The huge problem for the latest development in community access television corporations is that ‘specifically-worded’ disclaimer. That’s it — the “specific words”. And when I read the specific disclaimer, I saw, quite quickly, that it simply wasn’t the truth.

So, I ask you. Can a corporation demand that you lie on television (if the disclaimer is obviously not the truth) and if you don’t agree to the lie, can the corporation or the Board of Directors or the boss say that you can not air your show on community television?

Good question!

While I am not sure that I can answer this question directly, I’m pretty sure that I can answer the question by a process of elimination technique. I’ll try that here.

So, by process of elimination, I’ll say that for the most part, on many of the community access television shows, there usually is, more than one person, sometimes as many as four or five guests on the show or four or five “talents” on the show. And, if you think about this logically, you have to know that all those people do not have identical ideas and probably not talking about identical problems or issues.

One guest on the show could be an author, while another guest could be a singer, and another guest could be a folk-song writer, and one guest could be a lawyer. Yes, all those guests can be on one single community access television show. And then there is the Executive Producer. So with the specifically-worded disclaimer notice, it states that the opinions you hear on the show are “solely” of the Producer. And that clearly could not be the truth. There are many times in a show when an Executive Producer can or does invite someone to the show that has a different or even opposite opinion than the guest(s) might have.
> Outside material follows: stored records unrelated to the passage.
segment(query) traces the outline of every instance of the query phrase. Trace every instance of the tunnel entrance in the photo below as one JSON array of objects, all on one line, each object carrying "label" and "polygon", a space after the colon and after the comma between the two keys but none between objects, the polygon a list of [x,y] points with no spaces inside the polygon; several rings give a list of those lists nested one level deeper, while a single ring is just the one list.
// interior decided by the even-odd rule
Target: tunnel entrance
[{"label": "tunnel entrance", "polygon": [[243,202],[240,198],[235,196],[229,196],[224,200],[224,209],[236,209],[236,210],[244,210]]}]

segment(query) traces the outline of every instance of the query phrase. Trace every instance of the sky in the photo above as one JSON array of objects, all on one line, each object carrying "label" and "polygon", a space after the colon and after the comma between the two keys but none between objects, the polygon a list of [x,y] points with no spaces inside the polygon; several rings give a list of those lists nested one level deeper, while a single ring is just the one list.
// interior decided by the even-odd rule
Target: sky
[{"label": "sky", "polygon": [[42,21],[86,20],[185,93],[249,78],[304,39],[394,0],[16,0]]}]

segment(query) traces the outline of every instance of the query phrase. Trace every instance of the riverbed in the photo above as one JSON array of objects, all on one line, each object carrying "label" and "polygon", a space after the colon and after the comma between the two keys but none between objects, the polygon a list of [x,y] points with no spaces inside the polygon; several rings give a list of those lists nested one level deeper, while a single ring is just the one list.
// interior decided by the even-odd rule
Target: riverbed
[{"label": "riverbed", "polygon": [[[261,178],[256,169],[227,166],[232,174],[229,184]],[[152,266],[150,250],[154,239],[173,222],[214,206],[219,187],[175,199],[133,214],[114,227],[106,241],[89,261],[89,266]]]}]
So, a more appropriate disclaimer, a more truthful disclaimer might be worded like this, “Disclaimer: The opinions on this show are not the opinions of staff or admin. but they are the opinions / facts of the Executive Producer or of the guests, host or talent on this episode”.

Now, that’s honest, and that’s more truthful and that’s way more acceptable than the other cookie-cutter disclaimer that isn’t truthful.

Yet, in a particular community access studio, the other “specifically worded” disclaimer that doesn’t always represent the truth, is the disclaimer that is being pushed by (some in) the corporation.

Even a member of the Board of Directors has stated that the show will not be aired without the proper (specifically-worded) disclaimer.

So, what does an Executive Producer do, in this case, when the Producer wants to promote a true disclaimer, one that is more accurate than the mis-statement of the ‘specifically -worded’ disclaimer?

Producers’ choices are either:

  1. Say the lie on television (if the show has more than one opinion from various persons), to have their own show aired.
  2. Not put the specifically-worded disclaimer and as a result of that not have the Producer’s show aired on community access television.
  3. Produce the shows somewhere else, in a place that is not requiring the producers to lie on air.
  4. Stop creating television shows.
  5. Wait until the lawyers have their meeting and see what the outcome of the meeting is -regarding the disclaimer notice.
  6. Do the research and the footwork that will come up with better answers than the above answers.

And there are other solutions also, when one really thinks about it. But those are the most obvious solutions, for now.

I invite you to put your input here on this topic. Your opinions are valuable.

DISCLAIMER: (Smiles). Any of these articles are for entertainment purposes only and are never intended as substitution for any legal or medical or other professional advice.

Linda writes on various topics from A to Z. And this topic is on television and disclaimers. Community Television Producers are members of the community who present various topics to air on public television. It’s nice to have some shows that are not governed by commercials or by sponsors. Now, it appears that the corporations are demanding specifically worded disclaimers. What is the future of community television?